A questão que desde sempre persegue educadores, pais, autarcas e a
comunidade em geral é a de saber até que ponto as experiências da
primeira e segunda infância (0-6 anos) constituem factores
determinantes do desenvolvimento subsquente, ao nível cognitivo, da
personalidade e na interacção com o meio.
Embora os efeitos a longo prazo das experiências da infância sejam,
em certa medida, reversíveis, no caso da personalidade, no seu todo,
as bases lançadas neste período de vida parecem conservar-se
razoavelmente estáveis. No que concerne à interacção com o meio, e
como complemento activo do desenvolvimento da personalidade,
poderemos acreditar que a vivência de certas experiências chave
2. poderá contribuir para a assimilação e incorporação de
comportamentos duradouros.
Para exemplificar, e de certa forma fundamentar esta primeira
“laracha” surge-nos um estudo, com já alguns anos, de Haslow, que
criou macacos Rhesus em isolamento completo uns dos outros e de
qualquer mãe viva, real ou animada.
Neste estudo, os bébés sobreviveram muito bem até à idade adulta.
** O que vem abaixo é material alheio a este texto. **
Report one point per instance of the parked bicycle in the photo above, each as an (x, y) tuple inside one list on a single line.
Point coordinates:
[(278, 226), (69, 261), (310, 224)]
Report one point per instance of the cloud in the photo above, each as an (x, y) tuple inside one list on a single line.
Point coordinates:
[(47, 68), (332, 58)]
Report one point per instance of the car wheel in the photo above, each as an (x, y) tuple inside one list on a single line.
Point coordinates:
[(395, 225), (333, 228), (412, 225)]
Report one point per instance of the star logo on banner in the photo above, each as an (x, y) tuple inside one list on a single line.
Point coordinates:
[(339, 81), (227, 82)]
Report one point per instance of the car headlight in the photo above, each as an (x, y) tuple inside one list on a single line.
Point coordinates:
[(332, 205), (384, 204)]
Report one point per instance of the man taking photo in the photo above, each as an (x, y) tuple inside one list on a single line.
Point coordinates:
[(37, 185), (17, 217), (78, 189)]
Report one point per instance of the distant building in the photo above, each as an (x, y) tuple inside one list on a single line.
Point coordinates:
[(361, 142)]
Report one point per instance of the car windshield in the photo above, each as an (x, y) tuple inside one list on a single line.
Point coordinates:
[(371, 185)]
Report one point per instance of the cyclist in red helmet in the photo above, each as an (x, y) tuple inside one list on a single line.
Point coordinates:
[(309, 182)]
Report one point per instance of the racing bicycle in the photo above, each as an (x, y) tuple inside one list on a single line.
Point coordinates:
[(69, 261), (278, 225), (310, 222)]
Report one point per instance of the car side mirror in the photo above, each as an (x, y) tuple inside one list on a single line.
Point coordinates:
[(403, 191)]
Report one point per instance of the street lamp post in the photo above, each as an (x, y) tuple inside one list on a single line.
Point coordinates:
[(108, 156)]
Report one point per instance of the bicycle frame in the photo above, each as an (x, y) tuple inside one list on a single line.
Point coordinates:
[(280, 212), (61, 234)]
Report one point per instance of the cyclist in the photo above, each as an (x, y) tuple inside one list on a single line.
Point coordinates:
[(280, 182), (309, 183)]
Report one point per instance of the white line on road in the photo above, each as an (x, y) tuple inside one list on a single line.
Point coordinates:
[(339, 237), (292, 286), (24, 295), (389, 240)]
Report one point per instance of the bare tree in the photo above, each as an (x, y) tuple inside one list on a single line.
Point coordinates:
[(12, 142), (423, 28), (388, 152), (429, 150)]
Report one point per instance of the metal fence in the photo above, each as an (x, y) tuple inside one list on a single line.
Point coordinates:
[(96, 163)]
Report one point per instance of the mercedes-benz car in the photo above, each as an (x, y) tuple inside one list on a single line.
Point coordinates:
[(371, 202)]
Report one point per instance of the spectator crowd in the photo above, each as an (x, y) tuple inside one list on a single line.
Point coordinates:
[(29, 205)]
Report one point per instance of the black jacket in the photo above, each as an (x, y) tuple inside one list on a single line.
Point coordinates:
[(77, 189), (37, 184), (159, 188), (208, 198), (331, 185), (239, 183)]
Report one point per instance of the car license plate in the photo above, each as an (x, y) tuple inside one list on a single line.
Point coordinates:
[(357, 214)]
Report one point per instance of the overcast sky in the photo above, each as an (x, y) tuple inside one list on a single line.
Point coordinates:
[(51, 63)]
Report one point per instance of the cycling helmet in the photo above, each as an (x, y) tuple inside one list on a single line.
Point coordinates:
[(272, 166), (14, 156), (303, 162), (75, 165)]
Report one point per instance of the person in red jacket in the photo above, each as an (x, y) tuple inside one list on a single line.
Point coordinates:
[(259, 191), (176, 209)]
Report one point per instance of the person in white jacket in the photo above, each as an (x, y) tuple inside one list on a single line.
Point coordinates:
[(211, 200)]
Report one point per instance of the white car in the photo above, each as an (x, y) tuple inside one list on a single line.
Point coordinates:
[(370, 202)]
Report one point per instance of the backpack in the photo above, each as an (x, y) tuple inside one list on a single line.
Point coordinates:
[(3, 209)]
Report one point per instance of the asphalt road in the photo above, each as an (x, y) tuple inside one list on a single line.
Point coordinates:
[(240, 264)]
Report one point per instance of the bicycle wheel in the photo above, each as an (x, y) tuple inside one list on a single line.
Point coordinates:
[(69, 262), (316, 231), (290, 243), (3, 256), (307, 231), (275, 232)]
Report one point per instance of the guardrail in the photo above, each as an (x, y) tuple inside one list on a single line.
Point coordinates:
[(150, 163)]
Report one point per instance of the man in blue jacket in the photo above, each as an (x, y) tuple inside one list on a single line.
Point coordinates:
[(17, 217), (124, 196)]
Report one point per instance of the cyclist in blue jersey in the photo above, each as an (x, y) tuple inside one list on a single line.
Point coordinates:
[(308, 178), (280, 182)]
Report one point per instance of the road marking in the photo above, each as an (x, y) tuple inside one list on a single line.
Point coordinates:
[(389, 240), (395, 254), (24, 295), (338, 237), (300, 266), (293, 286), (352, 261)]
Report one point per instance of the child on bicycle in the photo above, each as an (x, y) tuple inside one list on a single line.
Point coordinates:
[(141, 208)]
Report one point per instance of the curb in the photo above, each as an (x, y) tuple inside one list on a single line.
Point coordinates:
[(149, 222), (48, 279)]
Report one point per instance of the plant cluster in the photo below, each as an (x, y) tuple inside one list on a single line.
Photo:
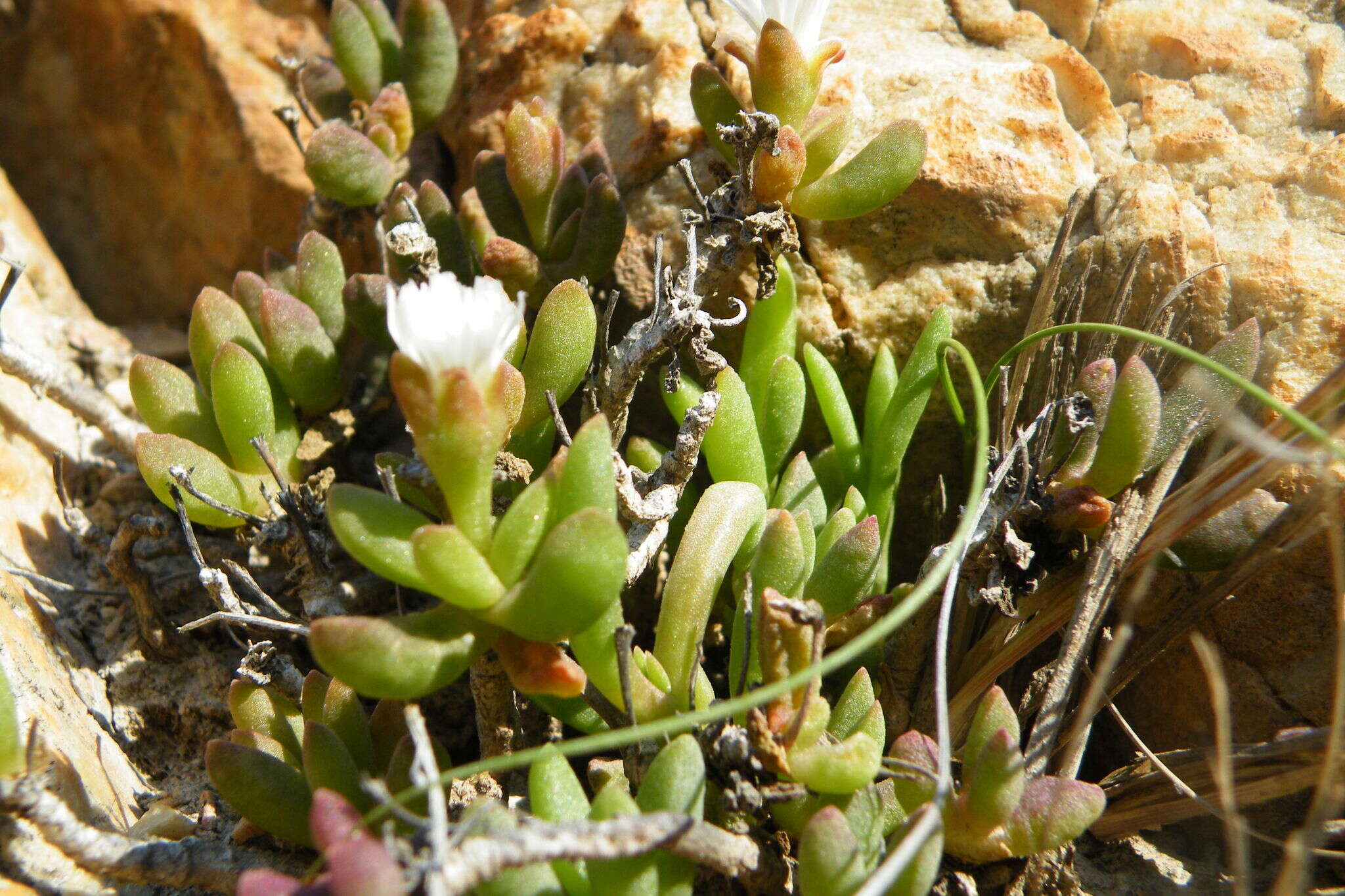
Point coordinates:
[(513, 535)]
Chegados aí, porém, mostravam-se completamente anormais. Não
interagiam com outros adultos e nem sequer para fins sexuais.
Algumas fêmeas conseguiram ficar prenhes mas ou ignoravam ou
mesmo matavam as crias.
Posteriormente outros estudos, agora desenvolvidos com crianças,
evidenciam e comprovam que estas, em idades da primeira e
segunda infância, sujeitas a bons cuidados e uma boa comunicação
parecem desenvolver rotinas profundas e íntimas com efeitos
irreversíveis. Daqui se pode concluir, numa conclusão rápida e
fundamentada apenas para este efeito, que a infância (esta infância)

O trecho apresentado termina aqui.